AeroLift Grounding Demo — Eval Comparison

15 questions · 3 grounding strategies · run date 2026-05-06

14/15 · 93%

B-boosted Retrieval PASS

13/15 · 87%

B-naive Retrieval PASS

12/15 · 80%

A (Data Library) PASS

stable

retrieval across all B variants

Architecture

Variant A path Variant B path Same input both sides Eval harness

Learnings · Standard Embeddings vs. Hybrid Search

Salesforce Data Cloud lets you build a Search Index in two configurations: vector-only (semantic) or Hybrid. The same source data, indexed both ways, behaves very differently for product catalogs with similar identifiers — which is exactly the failure mode this demo targets.
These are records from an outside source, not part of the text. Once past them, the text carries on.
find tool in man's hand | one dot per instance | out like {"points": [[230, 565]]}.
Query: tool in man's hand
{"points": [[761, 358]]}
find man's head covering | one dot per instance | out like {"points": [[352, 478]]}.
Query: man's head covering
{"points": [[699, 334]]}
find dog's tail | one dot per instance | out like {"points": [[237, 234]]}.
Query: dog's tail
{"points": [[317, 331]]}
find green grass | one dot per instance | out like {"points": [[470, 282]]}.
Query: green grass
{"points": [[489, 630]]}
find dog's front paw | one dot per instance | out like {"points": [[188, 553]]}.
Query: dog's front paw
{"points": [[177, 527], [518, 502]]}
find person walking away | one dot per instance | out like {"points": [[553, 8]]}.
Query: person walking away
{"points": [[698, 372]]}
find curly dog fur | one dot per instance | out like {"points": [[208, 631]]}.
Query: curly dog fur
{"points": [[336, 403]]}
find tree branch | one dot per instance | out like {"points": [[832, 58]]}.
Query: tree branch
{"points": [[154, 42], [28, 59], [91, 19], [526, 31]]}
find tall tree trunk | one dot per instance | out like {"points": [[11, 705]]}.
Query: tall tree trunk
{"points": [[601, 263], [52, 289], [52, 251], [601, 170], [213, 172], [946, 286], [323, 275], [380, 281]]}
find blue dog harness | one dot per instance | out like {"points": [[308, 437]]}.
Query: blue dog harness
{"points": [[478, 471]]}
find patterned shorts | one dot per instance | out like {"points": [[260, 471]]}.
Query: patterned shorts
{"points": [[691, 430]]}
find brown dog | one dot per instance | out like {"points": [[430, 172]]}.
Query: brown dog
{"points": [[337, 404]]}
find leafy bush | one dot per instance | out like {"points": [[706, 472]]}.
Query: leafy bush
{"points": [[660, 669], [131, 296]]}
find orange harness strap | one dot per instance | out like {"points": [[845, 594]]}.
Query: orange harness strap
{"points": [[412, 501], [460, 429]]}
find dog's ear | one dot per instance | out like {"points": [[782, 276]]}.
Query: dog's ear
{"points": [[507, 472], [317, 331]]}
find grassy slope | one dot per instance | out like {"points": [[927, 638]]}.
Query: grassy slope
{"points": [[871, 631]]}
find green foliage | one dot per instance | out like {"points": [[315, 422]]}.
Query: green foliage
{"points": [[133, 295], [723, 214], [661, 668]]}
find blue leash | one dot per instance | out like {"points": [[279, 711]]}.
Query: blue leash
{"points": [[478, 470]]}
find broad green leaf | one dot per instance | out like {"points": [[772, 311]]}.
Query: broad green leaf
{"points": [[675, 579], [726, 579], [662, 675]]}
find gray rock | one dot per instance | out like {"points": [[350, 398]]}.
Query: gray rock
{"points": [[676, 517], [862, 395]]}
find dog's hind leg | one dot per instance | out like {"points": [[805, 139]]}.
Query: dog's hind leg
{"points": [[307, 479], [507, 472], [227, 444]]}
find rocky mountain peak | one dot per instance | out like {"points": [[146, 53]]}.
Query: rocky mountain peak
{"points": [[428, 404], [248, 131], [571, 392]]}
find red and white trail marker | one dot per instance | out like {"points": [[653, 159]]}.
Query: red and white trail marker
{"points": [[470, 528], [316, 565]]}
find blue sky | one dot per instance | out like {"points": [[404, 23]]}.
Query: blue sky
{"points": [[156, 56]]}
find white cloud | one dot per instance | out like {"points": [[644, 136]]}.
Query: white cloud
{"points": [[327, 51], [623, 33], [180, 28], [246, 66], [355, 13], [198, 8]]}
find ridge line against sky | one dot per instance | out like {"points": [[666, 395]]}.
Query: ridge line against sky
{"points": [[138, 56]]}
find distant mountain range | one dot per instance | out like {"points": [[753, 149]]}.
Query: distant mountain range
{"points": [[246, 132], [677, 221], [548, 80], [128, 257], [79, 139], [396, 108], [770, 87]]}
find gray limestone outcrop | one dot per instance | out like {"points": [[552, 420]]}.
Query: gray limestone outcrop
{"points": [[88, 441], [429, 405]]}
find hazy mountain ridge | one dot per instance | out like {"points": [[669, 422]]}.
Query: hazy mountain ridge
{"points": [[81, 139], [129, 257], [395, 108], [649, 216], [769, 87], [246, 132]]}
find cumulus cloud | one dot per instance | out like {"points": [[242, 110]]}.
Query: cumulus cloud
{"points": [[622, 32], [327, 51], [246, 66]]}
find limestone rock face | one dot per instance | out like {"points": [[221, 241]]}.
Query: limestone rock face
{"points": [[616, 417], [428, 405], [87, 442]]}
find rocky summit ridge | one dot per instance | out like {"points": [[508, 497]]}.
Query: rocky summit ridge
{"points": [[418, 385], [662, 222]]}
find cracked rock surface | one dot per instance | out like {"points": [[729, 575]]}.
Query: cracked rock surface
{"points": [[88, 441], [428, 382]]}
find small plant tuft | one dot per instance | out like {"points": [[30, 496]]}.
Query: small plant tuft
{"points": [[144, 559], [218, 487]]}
A · Standard Vector-only semantic search

Embeddings only — query and chunks are encoded into the same vector space, ranked by cosine similarity. This is what the Salesforce Data Library uses by default.

Strong at

Paraphrasing ("Wartung" vs. "Inspektion")
Conceptual similarity, multilingual queries
Long natural-language questions

Weak at

Similar SKU variants (AL-3000-S vs AL-3000-SX collapse in the embedding space)
Exact identifiers, certificate numbers, version strings
Out-of-vocabulary technical terms
No structured filtering on metadata fields

B · Hybrid BM25 + embedding, fusion-ranked

Two retrieval lanes per query — lexical (keyword/BM25) and semantic (embedding cosine) — merged by a fusion ranker. Salesforce exposes three score columns: hybrid_score__c, vector_score__c, keyword_score__c.

Strong at

ID disambiguation — exact tokens like -S vs. -SX separate cleanly
Domain vocabulary (raise keyword_weight for SKU-heavy text)
Pre-filter fields (up to 10) — e.g. productIds__c, atexZone__c
Recency & popularity ranking factors built into the fusion
Auditable: each result ships hybrid + lexical + vector score

Tuning knobs (Salesforce)

Linear Fusion Ranker — weighted sum of vector + keyword scores
Deep Fusion Ranker — DL model fusing similarity + keyword + recency + popularity
Reciprocal Rank Fusion (default) — tunable: keyword_weight α (default 0.5), recency_weight δ, popularity_weight γ

Constraints we hit

Pre-filter grammar: only = and prefix-LIKE 'X;%' — no leading wildcards, no CONTAINS
Build / indexing cost is higher than vector-only
Setup cost: DLO → DMO → Search Index with Mode: Hybrid; pre-filter fields must be declared at index creation

What makes this demo win for B: we use Hybrid mode out-of-the-box (Reciprocal Rank Fusion, default weights) and add an Apex layer that detects model IDs in the query (regex on AL-\d{4}(?:-[A-Z]+)*) and translates them into a pre-filter productIds__c = 'AL-3000-SX' OR productIds__c LIKE 'AL-3000-SX;%' passed into the hybrid_search() call. The fusion ranker supplies the relevance ranking, the pre-filter supplies deterministic ID matching. Vector-only retrieval cannot replicate this — there is no exact-match lane to filter on, and no fusion knob to bias toward keyword evidence.

References: Salesforce Help — Create a Hybrid Search Index · Trailhead — Optimize Hybrid Search Results for RAG

Demo question (Q13)

Live demo question

"Which model in the AL-3000 series is approved for food contact, and what is the certificate number of its ATEX approval?"

Category: multi-hop · Ground truth: AL-3000-SX, BVS 23 ATEX E 089 X · Sources: compatibility-matrix.md, atex-guide.md

A (Data Library) FAIL

"Model AL-3000-SX from the AL-3000 series is suitable for food contact and has an ATEX approval for Zone 1. The specific certificate number of the ATEX approval, however, is not stated in the available documentation."

A correctly identifies the model but claims the certificate number is missing — the number is in fact present in the catalog but was not retrieved.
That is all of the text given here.